Maybe I'm not understanding the question. The proof of concept program will be complete when this trial is complete. And we will submit that data package to GSK regardless of whether or not the trial has met its primary endpoint. That's the body of work we have to do. And so, again, GSK will make its decision.

Okay. That's helpful. I think what you're saying therefore is that even if the trial misses its primary endpoint, you still submit that body of data to GSK and they still make the decision regardless of what the data are.

That's correct.

Okay. Thanks. That's very helpful. And just second question on XL647 and the potential for an ex-US partnership. Can you frame how you're thinking about the right partner internally? Is it purely financial? Or are there other capabilities that you want to see brought to the table here?

No, there certainly are capabilities. I think we're quite realistic about what our capabilities are. And we do not, as we sit here today, have the capabilities for developing a compound on a worldwide basis. We're great in North America, we are developing capabilities in Europe, we have no capabilities in Asia. So in addition to financial health, we'd certainly like a partner who can bring to the table clinical development and even marketing expertise in those geographies.

Thanks a lot.

Your next question is a follow-up question from the line of Ted Tenthoff with Piper Jaffray. Please proceed.
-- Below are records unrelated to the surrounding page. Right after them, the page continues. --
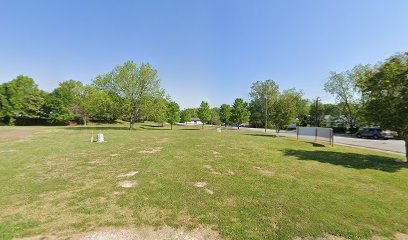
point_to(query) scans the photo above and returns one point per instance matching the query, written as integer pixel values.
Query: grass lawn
(256, 186)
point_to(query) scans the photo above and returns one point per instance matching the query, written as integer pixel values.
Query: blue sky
(203, 50)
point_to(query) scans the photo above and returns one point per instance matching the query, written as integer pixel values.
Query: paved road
(392, 146)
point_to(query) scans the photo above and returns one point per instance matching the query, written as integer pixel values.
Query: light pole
(266, 112)
(317, 111)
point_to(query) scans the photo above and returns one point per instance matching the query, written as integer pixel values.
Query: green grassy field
(55, 181)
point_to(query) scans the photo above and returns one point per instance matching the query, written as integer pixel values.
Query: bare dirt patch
(264, 172)
(231, 172)
(401, 236)
(149, 233)
(200, 184)
(118, 193)
(209, 191)
(211, 169)
(151, 150)
(127, 184)
(19, 133)
(129, 174)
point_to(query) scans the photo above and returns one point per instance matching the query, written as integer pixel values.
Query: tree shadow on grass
(349, 160)
(260, 135)
(155, 128)
(98, 128)
(315, 144)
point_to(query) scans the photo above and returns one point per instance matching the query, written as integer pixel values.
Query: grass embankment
(256, 186)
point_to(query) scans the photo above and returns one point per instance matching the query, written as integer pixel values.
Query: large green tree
(225, 114)
(239, 113)
(173, 113)
(204, 112)
(215, 116)
(385, 95)
(263, 94)
(286, 108)
(21, 101)
(343, 86)
(185, 115)
(62, 103)
(133, 85)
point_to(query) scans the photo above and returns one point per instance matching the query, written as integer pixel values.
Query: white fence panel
(322, 134)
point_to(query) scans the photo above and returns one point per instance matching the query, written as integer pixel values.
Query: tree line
(366, 95)
(129, 92)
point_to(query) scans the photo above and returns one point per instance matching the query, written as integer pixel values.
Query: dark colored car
(375, 133)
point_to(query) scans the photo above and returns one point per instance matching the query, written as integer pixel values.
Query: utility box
(100, 138)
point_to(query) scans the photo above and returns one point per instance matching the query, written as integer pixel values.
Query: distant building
(193, 121)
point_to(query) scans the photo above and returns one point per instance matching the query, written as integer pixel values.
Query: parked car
(375, 133)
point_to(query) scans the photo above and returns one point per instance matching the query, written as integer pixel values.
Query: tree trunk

Great, thank you very much for taking the followup question. I guess just quickly on the PI3k program, can you give us an update there? And also what does that competitive landscape look like in your view at this point? And just remind me, is that one that is or is not covered under GSK?

Sure. Mike, why don't you take that?

Yes, so this is a program that is entirely owned 100% by Exelixis. So it's not part of any collaboration currently. The two PI3k compounds, 147, which is a selective inhibitor of PI3k, and 765, which a dual inhibitor of PI3k and mTOR, are both enrolling patients in the Phase I trial. We are very excited about those compound and have designed our Phase I programs to be able to learn a lot about those compounds very early on from a not only tolerability perspective, which is why you do Phase I, but also from a PK and PD perspective. So we're really trying to maximize the information and the value we can get out of those Phase I trials, due to the importance of this pathway. I would -- from a competitive point of view, I would frame PI3k is today where MET was maybe 4 years ago. It's a pathway and a target that I think literally every pharma and biotech is currently pursuing due to its important role in driving tumor proliferation, tumor cell growth, both primary and in some cases secondary resistance to a variety of both chemotherapeutics as well as targeted therapy. It's a very, very important target that we hit very hard starting literally a couple of years ago, and we're able to advance two compounds with completely different chemotypes, different scaffolds and different target inhibition profiles forward. So from a competitive point of view, we believe we're either in the lead or close to the lead. There are very few compounds that are currently in the clinic. I believe Novartis has one -- that's the only one I'm really aware of right now for cancer. So we're up in front and that's where we should be. We're going to push this hard and take it as fast as we can.

Great. Thanks, Mike.

There are no further questions in queue. I would now like to turn the call back over to management.

Okay. Well, if there are no further questions. Let me thank you all for your attention, your interest in the company. And we'll sign off. Thanks a lot, everybody.

Thank you for your participation in today's conference. This concludes the presentation. You may now disconnect. Good day.